13th May 2014
Disputes are a part of business, and the hospitality industry is certainly no exception. Owners and operators will come into conflict from time to time, and the Management Agreement and the dispute resolution process described within it will be tested. That’s why careful design of the dispute resolution process is a crucial part of any management agreement. A sensible, rational process that gives both parties the opportunity to resolve their conflict without the disastrous expense and chaos of litigation can be the difference between a hotel partnership that thrives and one that fails.
When designing dispute resolution procedures in a management agreement, many time people get lost in the woods trying to build a complex machine that can handle complicated disputes; however, they may lose sight of the simplest, most basic aspects of conflict resolution. The most basic is the High-Level Executive Phone Call. Most disputes will occur between line officers with boots on the ground, and often, a mandatory, high-level conference call between executives can resolve the issue simply and efficiently. Making this the first step of any dispute resolution process can be the most effective aspect of the design.
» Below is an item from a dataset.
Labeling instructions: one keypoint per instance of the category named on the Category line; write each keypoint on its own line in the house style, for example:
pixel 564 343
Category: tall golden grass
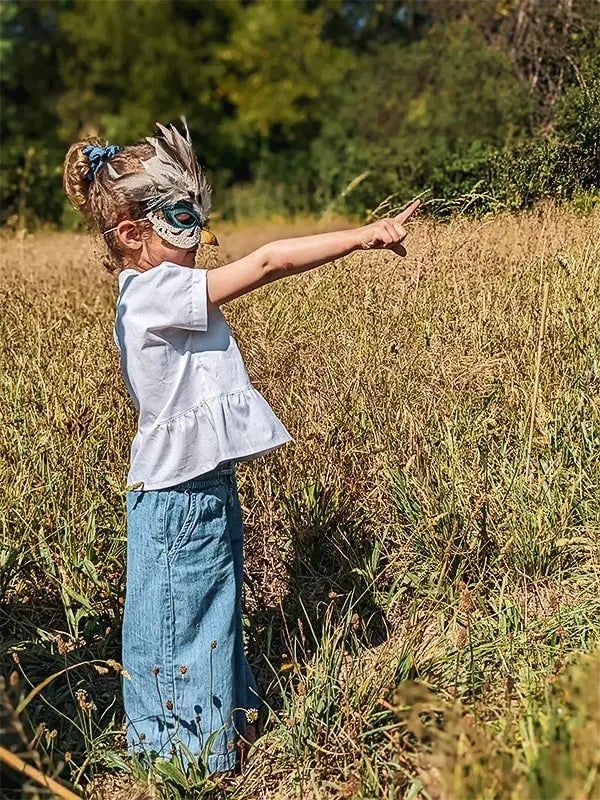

Another important aspect of a well-designed dispute process is making provisions for an expert to be on hand to resolve common disputes, like budget conflicts. Acting more or less as an on-call arbitrator with a narrow field of jurisdiction, an expert can render quick decisions that resolve issues with the weight of knowledge and experience behind them—before they can escalate into full-fledged disputes.
One of the most crucial aspects of a well-designed dispute resolution process is providing for pre-lawsuit mediation. Once litigation is initiated, everything changes – the dispute has gone from cold to hot, and the courts will be in charge. Even if the court orders mediation, it will be mediation on the court’s terms, not yours. Providing for a mandatory pre-suit mediation period can often resolve even the worst disagreements before that final, fatal step into litigation.
Finally, if all else fails, the management agreement should determine whether arbitration or litigation is the final road to be taken. Litigation is almost always the worst possible choice, as it is expensive, time-consuming, and often renders decisions neither side agree with – leaving no winners. Specifying binding arbitration as the last resort can spare everyone that misery.
Designing your dispute process carefully before the contracts are signed can save everyone trouble down the road – and keep your management agreement profitable for both sides.